My husband and I were being treated to free suite tickets at Progressive Field. We were joining others in a suite for a fully-catered baseball game “experience” with all the amenities. We went to see how “others” might experience a baseball game, rather than sitting atop of a stadium in the cheap seats (like us). Of course, we could not pass up this opportunity. We chit-chatted with strangers; we chit-chatted with the occasional acquaintance. Uninterested in the game, I found a colleague who was eager to tell me about the Shakespeare prison program that had become her retirement project. This Emerita Professor of English had founded the program, Oberlin Drama at Grafton (ODAG). For two years, she and her collegiate student teachers engaged those incarcerated at the Grafton Correctional Institution (GCI) and the Grafton Reintegration Center (GRC) in performing Shakespearean (and other) plays. Her excitement was palpable. She was telling me how the “residents” (the term used to refer to those incarcerated at the GCI) wanted to have a professionally-led choir at their prison. She asked me if I knew anyone who might be interested in conducting such a choir. No sooner had she iterated that sentence, she looked at me and said something to the effect of, “Of course. YOU! You conduct choirs!”

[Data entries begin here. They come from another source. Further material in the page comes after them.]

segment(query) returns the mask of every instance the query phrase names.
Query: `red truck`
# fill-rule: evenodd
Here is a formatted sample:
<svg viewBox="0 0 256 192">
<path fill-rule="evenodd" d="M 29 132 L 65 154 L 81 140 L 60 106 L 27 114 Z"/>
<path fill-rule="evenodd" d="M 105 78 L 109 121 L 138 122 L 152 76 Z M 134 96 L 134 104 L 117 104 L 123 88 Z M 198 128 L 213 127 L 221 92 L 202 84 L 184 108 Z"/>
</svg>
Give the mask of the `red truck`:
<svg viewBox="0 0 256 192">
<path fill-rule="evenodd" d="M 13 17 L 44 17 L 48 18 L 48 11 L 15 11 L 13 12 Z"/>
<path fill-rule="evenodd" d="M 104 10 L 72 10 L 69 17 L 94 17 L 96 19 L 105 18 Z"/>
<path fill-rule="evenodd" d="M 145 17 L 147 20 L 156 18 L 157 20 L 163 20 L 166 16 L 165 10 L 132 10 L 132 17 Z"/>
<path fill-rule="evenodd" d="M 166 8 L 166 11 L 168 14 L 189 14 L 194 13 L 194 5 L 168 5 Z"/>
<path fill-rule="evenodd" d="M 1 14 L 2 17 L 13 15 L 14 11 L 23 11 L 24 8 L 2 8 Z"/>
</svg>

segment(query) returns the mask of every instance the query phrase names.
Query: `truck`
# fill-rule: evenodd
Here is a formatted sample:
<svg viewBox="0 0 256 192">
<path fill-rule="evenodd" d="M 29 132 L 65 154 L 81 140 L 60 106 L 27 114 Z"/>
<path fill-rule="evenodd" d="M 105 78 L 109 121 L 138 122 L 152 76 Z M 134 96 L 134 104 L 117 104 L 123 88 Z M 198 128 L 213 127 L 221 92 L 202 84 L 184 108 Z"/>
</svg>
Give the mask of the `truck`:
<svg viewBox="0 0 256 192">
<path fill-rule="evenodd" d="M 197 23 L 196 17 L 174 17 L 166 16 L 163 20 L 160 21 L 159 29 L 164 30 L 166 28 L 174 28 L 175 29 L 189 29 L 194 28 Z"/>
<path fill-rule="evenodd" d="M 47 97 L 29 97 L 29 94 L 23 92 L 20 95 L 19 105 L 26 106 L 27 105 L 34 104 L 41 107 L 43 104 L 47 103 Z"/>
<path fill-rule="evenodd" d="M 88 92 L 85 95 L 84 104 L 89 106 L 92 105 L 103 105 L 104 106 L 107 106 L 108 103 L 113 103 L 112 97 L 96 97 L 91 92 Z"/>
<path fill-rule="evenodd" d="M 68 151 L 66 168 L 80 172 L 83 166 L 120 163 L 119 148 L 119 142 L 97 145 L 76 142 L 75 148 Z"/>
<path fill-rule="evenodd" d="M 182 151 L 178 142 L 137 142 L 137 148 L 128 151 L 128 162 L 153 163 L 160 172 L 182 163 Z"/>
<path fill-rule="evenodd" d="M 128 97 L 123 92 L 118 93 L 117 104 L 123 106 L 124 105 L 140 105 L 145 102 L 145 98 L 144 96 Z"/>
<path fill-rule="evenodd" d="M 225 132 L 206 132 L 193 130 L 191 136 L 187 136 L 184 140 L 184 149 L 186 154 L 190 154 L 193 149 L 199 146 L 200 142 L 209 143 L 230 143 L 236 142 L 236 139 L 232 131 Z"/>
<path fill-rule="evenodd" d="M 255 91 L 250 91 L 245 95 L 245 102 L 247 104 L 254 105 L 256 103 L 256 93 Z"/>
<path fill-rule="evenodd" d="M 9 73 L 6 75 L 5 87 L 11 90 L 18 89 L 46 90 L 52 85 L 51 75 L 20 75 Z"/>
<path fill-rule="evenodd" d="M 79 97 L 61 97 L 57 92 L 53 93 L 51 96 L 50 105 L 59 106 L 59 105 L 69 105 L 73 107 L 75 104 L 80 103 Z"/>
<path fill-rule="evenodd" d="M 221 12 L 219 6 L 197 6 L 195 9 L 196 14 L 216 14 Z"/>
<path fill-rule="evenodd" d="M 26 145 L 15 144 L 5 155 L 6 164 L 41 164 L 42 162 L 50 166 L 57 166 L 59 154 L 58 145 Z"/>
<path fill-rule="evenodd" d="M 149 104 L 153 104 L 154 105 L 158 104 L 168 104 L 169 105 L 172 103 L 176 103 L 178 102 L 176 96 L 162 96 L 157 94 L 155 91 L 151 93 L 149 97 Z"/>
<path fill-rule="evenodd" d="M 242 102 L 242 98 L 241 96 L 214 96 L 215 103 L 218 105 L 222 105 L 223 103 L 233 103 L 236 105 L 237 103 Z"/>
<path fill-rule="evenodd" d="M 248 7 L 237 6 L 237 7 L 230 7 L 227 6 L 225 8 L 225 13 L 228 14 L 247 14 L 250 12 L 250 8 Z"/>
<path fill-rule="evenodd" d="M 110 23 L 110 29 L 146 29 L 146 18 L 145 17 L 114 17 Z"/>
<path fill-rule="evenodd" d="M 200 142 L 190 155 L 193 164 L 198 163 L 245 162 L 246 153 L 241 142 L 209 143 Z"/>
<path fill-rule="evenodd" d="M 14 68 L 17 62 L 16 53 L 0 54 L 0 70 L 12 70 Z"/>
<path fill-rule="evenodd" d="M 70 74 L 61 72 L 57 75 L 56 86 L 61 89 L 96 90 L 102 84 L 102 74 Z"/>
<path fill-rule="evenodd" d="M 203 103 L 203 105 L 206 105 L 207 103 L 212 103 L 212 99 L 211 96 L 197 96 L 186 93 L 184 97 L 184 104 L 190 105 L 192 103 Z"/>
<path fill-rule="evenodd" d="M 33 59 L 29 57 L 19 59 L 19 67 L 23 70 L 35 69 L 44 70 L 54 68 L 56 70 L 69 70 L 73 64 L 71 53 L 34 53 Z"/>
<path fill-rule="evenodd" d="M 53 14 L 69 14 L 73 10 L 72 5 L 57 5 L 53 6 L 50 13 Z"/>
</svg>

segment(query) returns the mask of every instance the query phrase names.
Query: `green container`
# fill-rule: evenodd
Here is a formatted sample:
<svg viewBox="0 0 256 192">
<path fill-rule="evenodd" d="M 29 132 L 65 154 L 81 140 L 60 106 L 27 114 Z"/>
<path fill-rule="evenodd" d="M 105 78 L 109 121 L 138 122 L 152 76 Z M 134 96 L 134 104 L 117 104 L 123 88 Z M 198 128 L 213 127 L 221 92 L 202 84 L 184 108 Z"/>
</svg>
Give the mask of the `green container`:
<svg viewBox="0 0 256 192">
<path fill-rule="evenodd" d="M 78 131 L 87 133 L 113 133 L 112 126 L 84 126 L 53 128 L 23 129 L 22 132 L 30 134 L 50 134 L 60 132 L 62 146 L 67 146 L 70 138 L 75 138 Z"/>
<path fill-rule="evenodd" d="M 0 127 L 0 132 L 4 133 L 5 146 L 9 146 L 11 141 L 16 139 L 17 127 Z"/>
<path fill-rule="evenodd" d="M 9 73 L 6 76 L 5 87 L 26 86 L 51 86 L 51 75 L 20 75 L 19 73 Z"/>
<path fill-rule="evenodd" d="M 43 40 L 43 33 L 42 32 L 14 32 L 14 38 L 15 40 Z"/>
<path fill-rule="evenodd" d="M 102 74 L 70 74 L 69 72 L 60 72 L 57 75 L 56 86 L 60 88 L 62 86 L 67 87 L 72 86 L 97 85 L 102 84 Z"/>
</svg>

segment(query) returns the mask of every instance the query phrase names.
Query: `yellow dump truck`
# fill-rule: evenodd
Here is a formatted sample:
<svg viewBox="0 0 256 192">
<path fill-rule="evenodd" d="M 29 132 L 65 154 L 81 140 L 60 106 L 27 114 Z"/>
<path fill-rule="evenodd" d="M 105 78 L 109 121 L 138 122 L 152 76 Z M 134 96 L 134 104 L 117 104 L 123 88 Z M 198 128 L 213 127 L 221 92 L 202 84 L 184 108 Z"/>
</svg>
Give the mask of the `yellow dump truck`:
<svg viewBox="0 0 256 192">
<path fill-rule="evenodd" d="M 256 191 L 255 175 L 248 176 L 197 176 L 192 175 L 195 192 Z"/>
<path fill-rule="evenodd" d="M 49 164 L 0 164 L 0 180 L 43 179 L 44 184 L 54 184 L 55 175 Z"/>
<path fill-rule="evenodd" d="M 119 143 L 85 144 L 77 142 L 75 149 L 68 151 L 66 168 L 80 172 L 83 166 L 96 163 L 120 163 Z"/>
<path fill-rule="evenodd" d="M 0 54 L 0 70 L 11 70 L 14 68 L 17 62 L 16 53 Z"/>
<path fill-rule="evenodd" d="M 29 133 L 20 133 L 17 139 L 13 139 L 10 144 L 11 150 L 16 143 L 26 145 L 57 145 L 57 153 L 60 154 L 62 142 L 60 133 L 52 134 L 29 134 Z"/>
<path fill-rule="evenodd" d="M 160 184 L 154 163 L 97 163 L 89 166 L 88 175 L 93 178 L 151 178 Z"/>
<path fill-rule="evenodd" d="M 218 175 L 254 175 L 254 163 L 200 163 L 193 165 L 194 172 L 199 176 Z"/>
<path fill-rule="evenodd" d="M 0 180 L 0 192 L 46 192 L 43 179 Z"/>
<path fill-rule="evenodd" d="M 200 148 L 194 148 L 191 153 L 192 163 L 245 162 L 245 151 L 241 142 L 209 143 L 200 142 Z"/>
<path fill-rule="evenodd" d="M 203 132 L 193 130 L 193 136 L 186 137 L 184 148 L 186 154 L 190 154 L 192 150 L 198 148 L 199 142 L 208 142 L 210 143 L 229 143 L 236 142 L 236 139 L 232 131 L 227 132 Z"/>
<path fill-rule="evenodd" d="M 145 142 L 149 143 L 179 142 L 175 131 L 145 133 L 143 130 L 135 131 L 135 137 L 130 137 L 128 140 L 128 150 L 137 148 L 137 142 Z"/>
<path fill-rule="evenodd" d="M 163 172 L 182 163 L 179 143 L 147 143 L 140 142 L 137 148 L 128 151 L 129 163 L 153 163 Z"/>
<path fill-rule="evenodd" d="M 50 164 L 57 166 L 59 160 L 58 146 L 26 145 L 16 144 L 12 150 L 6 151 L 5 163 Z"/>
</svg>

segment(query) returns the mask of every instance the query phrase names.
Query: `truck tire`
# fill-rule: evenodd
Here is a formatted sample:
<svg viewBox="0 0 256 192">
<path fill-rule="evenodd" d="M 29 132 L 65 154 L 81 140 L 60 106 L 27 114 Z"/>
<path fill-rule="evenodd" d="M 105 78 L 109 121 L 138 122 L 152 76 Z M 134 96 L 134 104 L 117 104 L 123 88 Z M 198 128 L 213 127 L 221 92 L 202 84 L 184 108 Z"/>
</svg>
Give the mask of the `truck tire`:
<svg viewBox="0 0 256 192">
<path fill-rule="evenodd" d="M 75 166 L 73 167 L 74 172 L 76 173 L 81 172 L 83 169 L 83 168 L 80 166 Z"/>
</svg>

My inside dialog consisted of: “What?”, “Me?”, “I couldn’t do this” and “Hmm…,” “This could be interesting!”, “A prison choir? Would I be safe?”, “Why not?”, and “Wait until my husband hears about this (giggle, giggle)!” She had known, to some extent, that I was seeking to re-envision myself as a mid-career collegiate musician educator. But this? Where did this opportunity come from? The old adage just might be true: “When you least expect it…” To expand that notion, let me say, “When you least expect it, opportunities find YOU.” Would I take on the challenge? This opportunity was a complete surprise, or was this the “something” that I was consciously or subconsciously seeking to find?